Lha gimana, kala itu, saya hanya ingin bekerja dan mendapatkan pengalaman kerja. Sampai akhirnya setelah bekerja selama tiga tahun di bank, saya bisa bekerja sesuai dengan disiplin ilmu di ruang lingkup HRD.
Ini yang saya pikir sebagian dari kita perlu tahu, ketika sudah lulus, anak Psikologi bisa bekerja sebagai apa. Baik secara linier maupun di luar ruang lingkup Psikologi itu sendiri. HRD, Psikolog, Pengajar, Peneliti, hanya beberapa di antaranya.
Selain itu, alih-alih dibilang agar bisa lebih memahami diri sendiri dan menjadi pribadi yang peka, mahasiswa Psikologi sering kali dibilang "berobat jalan". Nggak sepenuhnya salah, sih. Apalagi saya juga banyak teman yang kuliah di jurusan Psikologi juga mendapat insight tentang banyak hal terkait kepribadian diri sendiri.

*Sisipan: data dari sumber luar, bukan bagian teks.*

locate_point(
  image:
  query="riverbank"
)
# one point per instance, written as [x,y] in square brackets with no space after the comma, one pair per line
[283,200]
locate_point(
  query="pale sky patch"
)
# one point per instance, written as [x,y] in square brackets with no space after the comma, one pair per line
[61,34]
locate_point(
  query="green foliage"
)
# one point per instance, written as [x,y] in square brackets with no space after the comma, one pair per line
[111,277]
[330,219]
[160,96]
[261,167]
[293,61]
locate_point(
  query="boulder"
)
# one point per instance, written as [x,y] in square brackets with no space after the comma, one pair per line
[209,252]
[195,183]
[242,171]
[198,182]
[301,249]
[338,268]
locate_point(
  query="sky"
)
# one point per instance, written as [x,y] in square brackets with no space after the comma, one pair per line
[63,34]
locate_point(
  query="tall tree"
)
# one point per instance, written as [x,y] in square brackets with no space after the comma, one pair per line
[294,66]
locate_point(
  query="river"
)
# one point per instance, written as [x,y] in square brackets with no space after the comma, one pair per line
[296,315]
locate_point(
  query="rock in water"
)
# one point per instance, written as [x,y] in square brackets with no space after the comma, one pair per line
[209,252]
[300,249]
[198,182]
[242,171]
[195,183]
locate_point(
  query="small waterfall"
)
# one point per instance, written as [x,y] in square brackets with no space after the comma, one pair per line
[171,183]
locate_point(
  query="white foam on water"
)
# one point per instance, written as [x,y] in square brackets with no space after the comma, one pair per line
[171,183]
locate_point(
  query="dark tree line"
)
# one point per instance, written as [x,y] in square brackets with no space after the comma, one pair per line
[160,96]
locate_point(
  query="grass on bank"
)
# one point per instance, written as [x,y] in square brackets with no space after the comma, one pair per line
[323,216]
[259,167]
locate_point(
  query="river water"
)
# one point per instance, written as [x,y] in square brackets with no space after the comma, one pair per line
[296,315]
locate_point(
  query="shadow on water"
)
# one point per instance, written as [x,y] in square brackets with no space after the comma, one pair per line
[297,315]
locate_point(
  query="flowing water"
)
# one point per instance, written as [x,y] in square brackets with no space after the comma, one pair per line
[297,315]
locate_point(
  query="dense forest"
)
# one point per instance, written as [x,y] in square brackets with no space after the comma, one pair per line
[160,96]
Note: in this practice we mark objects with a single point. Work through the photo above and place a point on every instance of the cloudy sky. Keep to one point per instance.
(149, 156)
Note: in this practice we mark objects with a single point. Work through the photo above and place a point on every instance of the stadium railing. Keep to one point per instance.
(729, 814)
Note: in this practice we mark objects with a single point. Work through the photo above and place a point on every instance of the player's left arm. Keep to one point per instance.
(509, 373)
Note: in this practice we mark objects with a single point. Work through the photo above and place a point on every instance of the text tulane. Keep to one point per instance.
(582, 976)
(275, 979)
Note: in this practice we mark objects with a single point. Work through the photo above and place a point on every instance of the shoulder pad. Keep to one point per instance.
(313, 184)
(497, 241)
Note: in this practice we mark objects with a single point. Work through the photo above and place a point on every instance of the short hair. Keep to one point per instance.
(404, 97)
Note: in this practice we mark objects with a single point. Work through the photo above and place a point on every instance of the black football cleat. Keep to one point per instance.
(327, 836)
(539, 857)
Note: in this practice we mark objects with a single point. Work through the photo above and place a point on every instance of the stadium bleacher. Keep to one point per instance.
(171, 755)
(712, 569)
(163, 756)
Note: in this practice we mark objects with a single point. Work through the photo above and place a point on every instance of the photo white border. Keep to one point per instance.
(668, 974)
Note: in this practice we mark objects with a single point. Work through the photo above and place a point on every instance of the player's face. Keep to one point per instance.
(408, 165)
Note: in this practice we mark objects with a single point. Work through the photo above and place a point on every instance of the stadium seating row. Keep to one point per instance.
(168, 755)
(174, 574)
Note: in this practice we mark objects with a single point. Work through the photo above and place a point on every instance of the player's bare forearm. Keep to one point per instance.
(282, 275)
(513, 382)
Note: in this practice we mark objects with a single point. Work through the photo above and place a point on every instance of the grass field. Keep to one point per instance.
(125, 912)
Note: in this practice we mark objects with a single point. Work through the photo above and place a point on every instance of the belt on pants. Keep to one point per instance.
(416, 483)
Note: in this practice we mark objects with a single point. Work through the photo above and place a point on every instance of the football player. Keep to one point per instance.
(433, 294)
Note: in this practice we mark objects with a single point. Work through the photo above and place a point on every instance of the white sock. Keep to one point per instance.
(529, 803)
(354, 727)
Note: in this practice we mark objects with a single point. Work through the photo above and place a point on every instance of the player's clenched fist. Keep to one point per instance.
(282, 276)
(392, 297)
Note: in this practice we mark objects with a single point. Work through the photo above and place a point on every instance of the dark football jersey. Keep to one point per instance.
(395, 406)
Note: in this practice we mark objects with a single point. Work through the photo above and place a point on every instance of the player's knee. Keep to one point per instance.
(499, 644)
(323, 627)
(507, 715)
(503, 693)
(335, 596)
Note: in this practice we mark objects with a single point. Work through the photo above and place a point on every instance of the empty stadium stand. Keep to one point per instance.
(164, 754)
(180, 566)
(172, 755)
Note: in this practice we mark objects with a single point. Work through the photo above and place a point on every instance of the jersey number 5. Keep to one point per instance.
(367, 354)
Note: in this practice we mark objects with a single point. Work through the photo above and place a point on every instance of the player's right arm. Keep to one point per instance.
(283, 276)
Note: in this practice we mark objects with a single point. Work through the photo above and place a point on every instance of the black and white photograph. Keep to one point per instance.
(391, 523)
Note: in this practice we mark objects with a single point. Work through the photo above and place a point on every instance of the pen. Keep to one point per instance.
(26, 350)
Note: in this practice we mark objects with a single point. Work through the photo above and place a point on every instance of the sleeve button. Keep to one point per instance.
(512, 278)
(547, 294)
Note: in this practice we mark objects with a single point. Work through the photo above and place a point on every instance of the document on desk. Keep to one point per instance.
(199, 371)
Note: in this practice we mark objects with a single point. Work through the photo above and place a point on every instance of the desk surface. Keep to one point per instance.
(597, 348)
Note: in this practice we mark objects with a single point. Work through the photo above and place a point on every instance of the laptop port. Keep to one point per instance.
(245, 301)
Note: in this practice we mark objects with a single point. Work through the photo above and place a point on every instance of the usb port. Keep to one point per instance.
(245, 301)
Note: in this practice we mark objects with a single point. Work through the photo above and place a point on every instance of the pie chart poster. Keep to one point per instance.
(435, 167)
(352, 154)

Pada titik yang paling menyebalkan, ketika ingin sharing dan berbagi pengetahuan, mahasiswa Psikologi kadang dianggap sok tahu sekaligus disepelekan karena terkesan teoritis.
Dari komposisi mahasiswa, jurusan Psikologi ini terbilang unik. Betapa tidak, dari tahun ke tahun, jumlah mahasiswa laki-laki selalu lebih sedikit dibanding perempuan.

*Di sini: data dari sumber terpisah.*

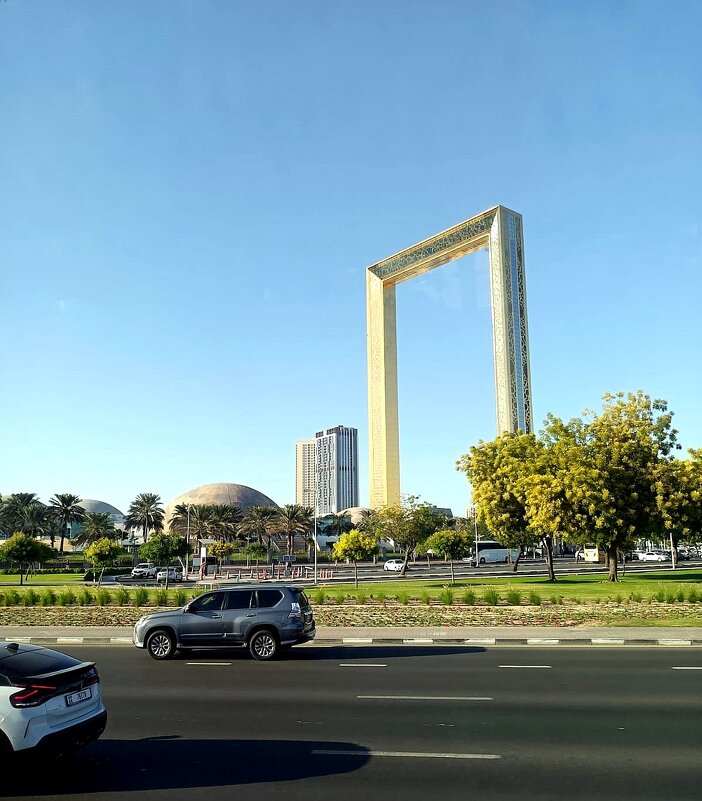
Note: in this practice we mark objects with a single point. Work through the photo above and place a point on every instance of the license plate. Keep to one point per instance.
(79, 697)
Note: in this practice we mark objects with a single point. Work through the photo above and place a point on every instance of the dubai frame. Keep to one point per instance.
(499, 230)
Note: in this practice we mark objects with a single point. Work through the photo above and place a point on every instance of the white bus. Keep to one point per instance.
(488, 551)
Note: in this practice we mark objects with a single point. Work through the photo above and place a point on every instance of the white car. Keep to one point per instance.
(50, 703)
(394, 565)
(653, 556)
(172, 573)
(144, 570)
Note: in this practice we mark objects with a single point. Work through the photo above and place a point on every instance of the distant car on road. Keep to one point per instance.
(267, 620)
(172, 573)
(145, 570)
(395, 565)
(50, 703)
(653, 556)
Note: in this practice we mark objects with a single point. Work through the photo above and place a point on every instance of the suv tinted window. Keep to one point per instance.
(268, 598)
(209, 602)
(239, 599)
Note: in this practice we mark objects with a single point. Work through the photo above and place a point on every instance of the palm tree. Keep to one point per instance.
(64, 509)
(225, 521)
(294, 519)
(96, 526)
(259, 522)
(145, 512)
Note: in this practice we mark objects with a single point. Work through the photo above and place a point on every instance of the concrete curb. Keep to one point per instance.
(411, 641)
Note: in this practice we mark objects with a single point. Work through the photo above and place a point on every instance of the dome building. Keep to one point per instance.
(222, 493)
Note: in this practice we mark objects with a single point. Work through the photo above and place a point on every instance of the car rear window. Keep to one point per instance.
(268, 598)
(239, 599)
(26, 663)
(302, 599)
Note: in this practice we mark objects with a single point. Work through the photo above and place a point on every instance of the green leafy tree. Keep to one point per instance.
(407, 525)
(356, 546)
(259, 522)
(96, 526)
(163, 548)
(145, 513)
(102, 554)
(496, 471)
(450, 543)
(12, 510)
(64, 509)
(25, 550)
(221, 550)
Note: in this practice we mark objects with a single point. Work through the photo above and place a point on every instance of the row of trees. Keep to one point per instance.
(607, 479)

Dari pencarian secara mandiri sekaligus observasi kecil-kecilan yang sudah saya lakukan, hal tersebut bisa terjadi karena perempuan lebih memiliki kepekaan dari sisi perasaan maupun persoalan yang dihadapi.
Belum lagi, mahasiswa Psikologi dipersiapkan sebagai pendengar yang baik dan mesti sabar pada setiap sesi konseling (ketika memilih meneruskan studi untuk profesi Psikolog).
Selain itu, sebagai suatu disiplin ilmu, Psikologi juga terbilang dinamis. Berbeda dengan ilmu eksakta lain yang dikenal pasti. Dan sepertinya, banyak lelaki yang lebih menyukai belajar ilmu pasti. Sepertinya lho, ya. Apalagi jika ilmu yang dipelajari selama perkuliahan bisa diaplikasikan untuk pekerjaan yang diminati seperti IT atau desain grafis, misalnya.
Berdasar pada hal tersebut, wajar jika sewaktu kuliah, hanya terdapat 9 lelaki dari total 40 mahasiswa di kelas saya. Perbandingan tersebut cukup menjawab perbandingan untuk setiap angkatan mahasiswa Psikologi. Beberapa teman yang kuliah di jurusan Psikologi di kampus berbeda pun sulit untuk menolak anggapan tersebut.
Sebagai lulusan Psikologi, nggak jarang juga saya dianggap bisa menyelesaikan masalah sosial yang ada di lingkungan sekitar. Pada titik ini, rasanya saya sudah betul-betul begah dianggap tahu segala hanya karena saya mempelajari ilmu kejiwaan dan segala sesuatu yang berkaitan dengan manusia.
Padahal kan, nggak semudah itu juga menelusuri alam pikiran individu satu dengan lainnya. Lagian nih ya, kayaknya nggak harus jadi mahasiswa Psikologi deh untuk bisa menyelesaikan suatu permasalahan.
Ada satu hal lagi yang bikin saya paling mangkel. Giliran pengin curhat atau ada masalah, apalagi soal percintaan, sering banget ngandelin mahasiswa Psikologi plus masukan dan kadang diminta ini teorinya apa, itu teorinya gimana. Terus, prediksi nantinya kayak gimana.
Sekali lagi, kami bukan cenayang. Mahasiswa Psikologi itu manusia biasa yang perlu temen curhat juga, kok. Selain jadi pendengar yang baik, kami juga kan pengin didengar dengan baik.